As a decades-long fan of the Subhumans, I was super excited when I heard the band was getting an official biography. They’re one of my favorite groups ever, and while I know their music very well, I didn’t know much about the Subhumans’ history and backstory. Weighing in at nearly 600 pages, Ian Glasper’s monster tome offers a treasure trove of information. Maybe it’s a fans-only affair, but Subhumans fans like me—and I know there are many—will love it.

I first heard Subhumans when I was a teenager in the mid-90s. A pen pal included a couple of songs from The Day the Country Died on a mix tape and I loved them, their subtle tunefulness standing out from the gnarlier sounds from most of the other bands on the tape. I don’t think I found any of the Subhumans’ records until I saw their first reunion tour in 1998, when I picked up The Day the Country Died at the gig. That show was incredible, and it left a big mark on me. As I picked up the band’s other records in subsequent years, my love for them only deepened. As much as I loved The Day the Country Died, the way they leaned into their adventurous side without compromising the punk intensity was also very important to me, showing me you could be ambitious and follow your own path without compromising your principles.

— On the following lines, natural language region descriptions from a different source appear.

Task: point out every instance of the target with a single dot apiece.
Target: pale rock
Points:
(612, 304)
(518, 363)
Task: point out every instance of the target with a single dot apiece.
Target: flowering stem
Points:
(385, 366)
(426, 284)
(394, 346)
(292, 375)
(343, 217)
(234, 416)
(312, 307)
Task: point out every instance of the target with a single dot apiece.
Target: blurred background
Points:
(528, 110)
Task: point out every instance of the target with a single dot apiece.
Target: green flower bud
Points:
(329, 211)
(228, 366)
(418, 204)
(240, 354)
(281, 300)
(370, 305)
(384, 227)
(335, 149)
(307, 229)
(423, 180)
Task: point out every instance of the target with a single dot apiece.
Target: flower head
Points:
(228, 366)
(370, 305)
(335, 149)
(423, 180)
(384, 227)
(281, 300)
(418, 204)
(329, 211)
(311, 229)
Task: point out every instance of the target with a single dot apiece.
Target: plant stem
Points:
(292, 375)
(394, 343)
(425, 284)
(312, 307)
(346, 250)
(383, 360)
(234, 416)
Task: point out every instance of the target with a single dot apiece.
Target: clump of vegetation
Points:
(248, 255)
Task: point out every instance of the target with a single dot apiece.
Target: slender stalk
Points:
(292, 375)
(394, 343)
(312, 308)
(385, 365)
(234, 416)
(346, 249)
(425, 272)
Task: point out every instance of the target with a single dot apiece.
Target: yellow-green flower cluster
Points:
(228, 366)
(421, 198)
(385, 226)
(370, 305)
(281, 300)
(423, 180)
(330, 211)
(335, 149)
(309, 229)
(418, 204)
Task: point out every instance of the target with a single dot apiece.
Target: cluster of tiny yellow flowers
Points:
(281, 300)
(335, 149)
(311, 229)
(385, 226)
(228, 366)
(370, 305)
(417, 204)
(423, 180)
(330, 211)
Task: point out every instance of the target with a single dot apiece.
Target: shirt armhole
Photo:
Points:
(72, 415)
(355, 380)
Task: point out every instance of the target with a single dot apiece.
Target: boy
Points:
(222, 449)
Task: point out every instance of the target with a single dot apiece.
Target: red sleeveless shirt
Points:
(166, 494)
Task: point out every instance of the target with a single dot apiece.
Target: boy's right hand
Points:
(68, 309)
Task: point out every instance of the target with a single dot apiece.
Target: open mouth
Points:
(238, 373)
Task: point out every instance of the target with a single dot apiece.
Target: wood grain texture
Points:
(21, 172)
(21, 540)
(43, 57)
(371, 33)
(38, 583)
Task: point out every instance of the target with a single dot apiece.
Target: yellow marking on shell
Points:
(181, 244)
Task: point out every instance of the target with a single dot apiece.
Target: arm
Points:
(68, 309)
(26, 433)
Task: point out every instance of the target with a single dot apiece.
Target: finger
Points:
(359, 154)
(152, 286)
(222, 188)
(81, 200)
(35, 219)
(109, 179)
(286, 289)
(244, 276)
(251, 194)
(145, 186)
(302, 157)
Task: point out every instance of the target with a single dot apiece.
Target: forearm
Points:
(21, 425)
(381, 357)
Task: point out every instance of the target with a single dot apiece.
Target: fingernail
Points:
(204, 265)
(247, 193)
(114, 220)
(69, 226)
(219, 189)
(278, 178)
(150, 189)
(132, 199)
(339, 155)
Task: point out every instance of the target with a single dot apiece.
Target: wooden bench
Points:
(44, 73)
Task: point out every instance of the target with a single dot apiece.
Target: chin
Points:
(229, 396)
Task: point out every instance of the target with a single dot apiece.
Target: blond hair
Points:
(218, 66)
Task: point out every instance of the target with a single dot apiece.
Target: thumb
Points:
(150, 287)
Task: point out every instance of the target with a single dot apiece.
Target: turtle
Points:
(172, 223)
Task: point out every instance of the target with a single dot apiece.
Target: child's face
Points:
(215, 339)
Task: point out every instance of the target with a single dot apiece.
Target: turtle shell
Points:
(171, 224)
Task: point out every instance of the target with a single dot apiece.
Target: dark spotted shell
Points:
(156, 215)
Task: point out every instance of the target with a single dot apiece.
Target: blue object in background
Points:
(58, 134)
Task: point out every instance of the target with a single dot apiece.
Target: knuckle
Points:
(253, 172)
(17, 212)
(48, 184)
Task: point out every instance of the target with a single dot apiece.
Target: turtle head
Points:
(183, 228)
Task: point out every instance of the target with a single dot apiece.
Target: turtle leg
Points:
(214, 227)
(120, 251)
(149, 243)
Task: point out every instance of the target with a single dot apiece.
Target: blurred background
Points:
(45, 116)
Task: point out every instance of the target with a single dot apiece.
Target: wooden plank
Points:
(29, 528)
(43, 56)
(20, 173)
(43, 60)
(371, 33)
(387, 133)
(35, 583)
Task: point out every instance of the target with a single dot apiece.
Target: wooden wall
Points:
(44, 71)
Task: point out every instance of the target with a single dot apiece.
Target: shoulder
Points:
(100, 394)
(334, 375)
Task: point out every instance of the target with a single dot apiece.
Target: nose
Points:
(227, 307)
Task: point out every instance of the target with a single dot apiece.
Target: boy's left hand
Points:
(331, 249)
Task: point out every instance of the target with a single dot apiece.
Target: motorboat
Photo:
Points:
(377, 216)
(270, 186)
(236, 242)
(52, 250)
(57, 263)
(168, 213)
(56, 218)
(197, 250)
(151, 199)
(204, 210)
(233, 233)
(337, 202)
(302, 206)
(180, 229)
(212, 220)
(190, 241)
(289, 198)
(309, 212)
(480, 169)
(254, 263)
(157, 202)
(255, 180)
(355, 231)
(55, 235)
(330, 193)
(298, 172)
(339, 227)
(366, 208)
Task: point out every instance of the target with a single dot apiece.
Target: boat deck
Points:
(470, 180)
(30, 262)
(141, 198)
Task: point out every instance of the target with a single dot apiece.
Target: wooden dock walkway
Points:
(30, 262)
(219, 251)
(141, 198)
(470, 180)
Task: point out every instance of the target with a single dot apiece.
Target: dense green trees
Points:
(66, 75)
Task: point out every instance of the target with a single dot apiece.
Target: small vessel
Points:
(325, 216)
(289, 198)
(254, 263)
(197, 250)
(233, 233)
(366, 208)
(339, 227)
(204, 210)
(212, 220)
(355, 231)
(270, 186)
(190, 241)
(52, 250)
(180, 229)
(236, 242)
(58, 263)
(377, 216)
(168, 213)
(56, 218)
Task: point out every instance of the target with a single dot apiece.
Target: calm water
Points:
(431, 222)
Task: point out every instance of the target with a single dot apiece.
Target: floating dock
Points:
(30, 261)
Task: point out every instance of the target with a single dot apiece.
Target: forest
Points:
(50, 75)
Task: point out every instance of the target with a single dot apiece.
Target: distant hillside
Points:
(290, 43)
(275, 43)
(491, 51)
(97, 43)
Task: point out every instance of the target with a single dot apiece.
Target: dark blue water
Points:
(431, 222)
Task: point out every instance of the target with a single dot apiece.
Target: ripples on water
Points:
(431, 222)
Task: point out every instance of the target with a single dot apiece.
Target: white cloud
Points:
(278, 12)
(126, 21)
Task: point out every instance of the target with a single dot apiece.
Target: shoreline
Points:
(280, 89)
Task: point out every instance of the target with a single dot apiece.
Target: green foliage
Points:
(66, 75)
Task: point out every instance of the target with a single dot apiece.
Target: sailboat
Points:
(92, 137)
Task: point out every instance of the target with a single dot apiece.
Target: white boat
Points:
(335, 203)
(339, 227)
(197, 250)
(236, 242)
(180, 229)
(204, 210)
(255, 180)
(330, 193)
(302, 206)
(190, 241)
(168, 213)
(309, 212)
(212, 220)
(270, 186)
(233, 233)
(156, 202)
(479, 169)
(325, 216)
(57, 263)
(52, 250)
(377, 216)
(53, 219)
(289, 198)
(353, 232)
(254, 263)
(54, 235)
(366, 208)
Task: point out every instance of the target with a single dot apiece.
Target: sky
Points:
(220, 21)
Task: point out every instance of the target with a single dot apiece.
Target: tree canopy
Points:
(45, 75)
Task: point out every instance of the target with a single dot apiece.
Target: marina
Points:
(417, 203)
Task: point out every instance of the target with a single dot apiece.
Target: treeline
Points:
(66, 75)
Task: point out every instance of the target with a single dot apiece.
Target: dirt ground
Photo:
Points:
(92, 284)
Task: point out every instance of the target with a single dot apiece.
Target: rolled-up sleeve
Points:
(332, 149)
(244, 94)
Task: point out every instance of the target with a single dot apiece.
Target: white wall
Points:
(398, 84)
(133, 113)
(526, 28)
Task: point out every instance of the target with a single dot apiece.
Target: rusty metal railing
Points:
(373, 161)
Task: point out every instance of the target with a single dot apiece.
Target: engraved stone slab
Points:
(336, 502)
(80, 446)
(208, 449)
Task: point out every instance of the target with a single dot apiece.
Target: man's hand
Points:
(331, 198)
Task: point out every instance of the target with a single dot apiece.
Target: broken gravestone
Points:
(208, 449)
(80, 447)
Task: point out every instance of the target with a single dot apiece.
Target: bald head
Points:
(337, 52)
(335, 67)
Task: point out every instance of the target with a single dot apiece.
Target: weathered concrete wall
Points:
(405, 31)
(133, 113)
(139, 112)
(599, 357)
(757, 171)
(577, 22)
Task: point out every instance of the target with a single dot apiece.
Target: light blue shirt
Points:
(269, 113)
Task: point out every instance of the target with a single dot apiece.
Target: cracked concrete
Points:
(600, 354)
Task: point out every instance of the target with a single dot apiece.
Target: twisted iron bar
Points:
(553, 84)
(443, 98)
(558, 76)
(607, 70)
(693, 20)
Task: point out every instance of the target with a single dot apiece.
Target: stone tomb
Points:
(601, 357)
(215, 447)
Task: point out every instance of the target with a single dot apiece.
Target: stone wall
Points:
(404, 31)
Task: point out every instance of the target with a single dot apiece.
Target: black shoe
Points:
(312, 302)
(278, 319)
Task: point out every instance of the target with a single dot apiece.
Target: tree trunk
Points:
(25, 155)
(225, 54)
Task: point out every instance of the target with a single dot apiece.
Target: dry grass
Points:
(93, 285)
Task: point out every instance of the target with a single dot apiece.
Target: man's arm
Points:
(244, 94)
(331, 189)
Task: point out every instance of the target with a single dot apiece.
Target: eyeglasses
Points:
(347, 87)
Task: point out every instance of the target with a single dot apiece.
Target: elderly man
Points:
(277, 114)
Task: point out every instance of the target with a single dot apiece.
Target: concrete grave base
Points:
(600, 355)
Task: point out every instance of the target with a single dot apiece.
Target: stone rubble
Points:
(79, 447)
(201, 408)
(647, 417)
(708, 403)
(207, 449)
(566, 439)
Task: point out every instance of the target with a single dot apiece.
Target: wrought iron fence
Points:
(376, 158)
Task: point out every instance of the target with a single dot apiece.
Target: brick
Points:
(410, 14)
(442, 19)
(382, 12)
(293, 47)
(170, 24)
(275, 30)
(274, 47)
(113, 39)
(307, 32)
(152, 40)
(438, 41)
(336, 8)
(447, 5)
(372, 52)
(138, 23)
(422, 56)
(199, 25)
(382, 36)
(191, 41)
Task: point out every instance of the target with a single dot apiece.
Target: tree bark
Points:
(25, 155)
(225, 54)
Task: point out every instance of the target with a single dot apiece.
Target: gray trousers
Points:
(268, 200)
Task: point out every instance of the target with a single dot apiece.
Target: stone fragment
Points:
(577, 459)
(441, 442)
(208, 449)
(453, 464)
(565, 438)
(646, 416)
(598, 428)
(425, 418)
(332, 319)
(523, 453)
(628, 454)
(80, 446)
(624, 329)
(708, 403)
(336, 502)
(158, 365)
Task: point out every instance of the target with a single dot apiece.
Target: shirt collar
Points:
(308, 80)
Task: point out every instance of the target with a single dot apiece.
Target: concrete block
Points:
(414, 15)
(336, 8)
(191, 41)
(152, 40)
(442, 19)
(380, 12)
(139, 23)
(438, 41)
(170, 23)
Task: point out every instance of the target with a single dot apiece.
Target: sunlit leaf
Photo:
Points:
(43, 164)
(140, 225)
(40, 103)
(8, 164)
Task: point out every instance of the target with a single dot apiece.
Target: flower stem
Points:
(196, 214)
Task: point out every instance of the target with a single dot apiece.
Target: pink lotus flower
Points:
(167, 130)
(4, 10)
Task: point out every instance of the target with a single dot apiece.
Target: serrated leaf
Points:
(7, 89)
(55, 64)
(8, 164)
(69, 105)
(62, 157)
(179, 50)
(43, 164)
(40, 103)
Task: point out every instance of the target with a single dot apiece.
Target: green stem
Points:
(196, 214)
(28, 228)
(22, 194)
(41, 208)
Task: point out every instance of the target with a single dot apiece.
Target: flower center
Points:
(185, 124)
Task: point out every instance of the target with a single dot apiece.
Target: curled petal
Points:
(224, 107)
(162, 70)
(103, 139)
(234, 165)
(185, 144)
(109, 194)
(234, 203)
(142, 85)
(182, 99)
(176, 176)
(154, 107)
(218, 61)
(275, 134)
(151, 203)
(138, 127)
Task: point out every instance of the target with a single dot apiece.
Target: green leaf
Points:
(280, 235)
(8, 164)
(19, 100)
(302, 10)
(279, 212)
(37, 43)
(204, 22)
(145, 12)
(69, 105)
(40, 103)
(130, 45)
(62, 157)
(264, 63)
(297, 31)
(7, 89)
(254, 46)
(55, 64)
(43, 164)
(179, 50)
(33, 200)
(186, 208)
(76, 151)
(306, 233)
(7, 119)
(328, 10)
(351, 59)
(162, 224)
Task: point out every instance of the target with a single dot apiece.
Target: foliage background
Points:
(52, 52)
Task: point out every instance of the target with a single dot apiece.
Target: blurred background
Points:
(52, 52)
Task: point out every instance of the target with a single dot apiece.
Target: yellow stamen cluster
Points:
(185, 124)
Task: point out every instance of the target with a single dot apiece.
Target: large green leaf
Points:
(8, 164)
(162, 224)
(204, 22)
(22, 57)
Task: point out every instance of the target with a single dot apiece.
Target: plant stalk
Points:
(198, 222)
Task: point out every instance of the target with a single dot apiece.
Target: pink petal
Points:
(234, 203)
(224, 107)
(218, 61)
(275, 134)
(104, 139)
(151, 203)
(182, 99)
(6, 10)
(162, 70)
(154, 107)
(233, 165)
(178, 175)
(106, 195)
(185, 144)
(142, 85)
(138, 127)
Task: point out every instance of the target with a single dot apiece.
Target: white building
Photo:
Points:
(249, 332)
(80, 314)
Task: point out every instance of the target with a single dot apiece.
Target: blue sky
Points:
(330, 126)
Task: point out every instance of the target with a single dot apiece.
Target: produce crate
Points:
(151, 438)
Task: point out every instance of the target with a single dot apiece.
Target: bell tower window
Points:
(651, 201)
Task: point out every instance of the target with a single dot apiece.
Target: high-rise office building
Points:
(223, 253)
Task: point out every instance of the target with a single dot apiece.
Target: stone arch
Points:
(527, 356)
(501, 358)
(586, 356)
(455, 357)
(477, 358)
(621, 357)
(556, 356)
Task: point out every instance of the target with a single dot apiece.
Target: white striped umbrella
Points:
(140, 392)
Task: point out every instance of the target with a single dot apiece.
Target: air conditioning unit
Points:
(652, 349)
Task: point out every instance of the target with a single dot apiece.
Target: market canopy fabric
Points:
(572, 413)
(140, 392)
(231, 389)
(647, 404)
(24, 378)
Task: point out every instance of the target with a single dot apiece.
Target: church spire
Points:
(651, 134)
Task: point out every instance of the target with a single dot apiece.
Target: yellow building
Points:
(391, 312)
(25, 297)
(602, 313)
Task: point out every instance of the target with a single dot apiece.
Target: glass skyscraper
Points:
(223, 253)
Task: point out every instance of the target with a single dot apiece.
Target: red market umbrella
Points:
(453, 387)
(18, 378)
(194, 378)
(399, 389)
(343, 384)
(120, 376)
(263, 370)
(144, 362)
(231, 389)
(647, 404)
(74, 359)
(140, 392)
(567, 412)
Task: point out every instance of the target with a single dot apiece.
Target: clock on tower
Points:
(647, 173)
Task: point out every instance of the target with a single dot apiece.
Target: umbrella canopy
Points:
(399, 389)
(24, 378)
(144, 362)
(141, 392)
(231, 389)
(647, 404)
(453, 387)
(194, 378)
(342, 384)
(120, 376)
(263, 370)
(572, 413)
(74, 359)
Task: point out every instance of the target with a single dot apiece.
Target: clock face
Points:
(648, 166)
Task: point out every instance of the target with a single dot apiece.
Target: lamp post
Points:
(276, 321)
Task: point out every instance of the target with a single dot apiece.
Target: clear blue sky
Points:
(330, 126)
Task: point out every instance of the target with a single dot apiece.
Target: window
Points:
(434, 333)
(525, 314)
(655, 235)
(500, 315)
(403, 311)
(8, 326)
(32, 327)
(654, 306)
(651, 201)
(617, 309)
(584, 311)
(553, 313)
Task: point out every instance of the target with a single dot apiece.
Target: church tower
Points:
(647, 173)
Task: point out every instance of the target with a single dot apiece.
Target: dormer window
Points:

I developed that understanding of the Subhumans almost exclusively through listening to their music, but Silence Is No Reaction confirms Subhumans are the good guys I thought they were. The book goes into the nuts and bolts of how the band functioned (and continues to function!) on an almost day-to-day basis, walking us through their decision-making at every stage of their development. You learn all about how they formed, signed to Spiderleg, started the Bluurg Records label, why they chose the recording studios they used, the sequencing, creating the artwork… everything. If you’ve ever read a music biography and thought to yourself, “I can’t believe they glossed over x,” this is not that book.

That can be for better or for worse. The book can get a little tedious, for instance, as it traces each of the band’s tours (particularly during their reformed era, when the members lived in different countries and did little as a band aside from tour). Ian Glasper has written several books on 80s UK punk, and if you’ve read Burning Britain (his book on UK82), The Day the Country Died (anarcho punk), or any of his others, you know what you’re getting into. I love it, but I am also a full-on nerd who does things like listen to 3-hour-plus episodes of the You Don’t Know Mojack podcast about SST Records releases I have never heard and will never hear. I want to know it all, and Silence Is No Reaction delivers.

Silence Is No Reaction is also packed with photos and scans of flyers, lyric sheets, set lists, press clippings, and other artifacts. Every third or fourth page is filled with images, and while the heroic live shots are cool, I love the candid shots of the band just hanging out. Sometimes they might be out of focus or awkwardly composed, but many of them are so evocative of their time and place, offering windows into worlds that seem so different from my experiences. Reading the book made me feel embedded in the band’s world, and its intimacy made me feel even more connected to a band I already counted as one of my favorites. I also felt that connection when I browsed the detailed listing of of the band’s gigs, which not only lists the dates and cities, but usually the venue, opening bands, and number of attendees as well. Of course, the first thing I did was look up the gigs I saw, remembering who played, who I went with, and everything else that comes flooding back. The book makes me feel like those aren’t just my isolated memories, they’re times I shared with the Subhumans and all their other fans.

We had some copies of Silence Is No Reaction in stock at Sorry State, but we’re sold out at the moment. I’ll do my best to get a restock in soon!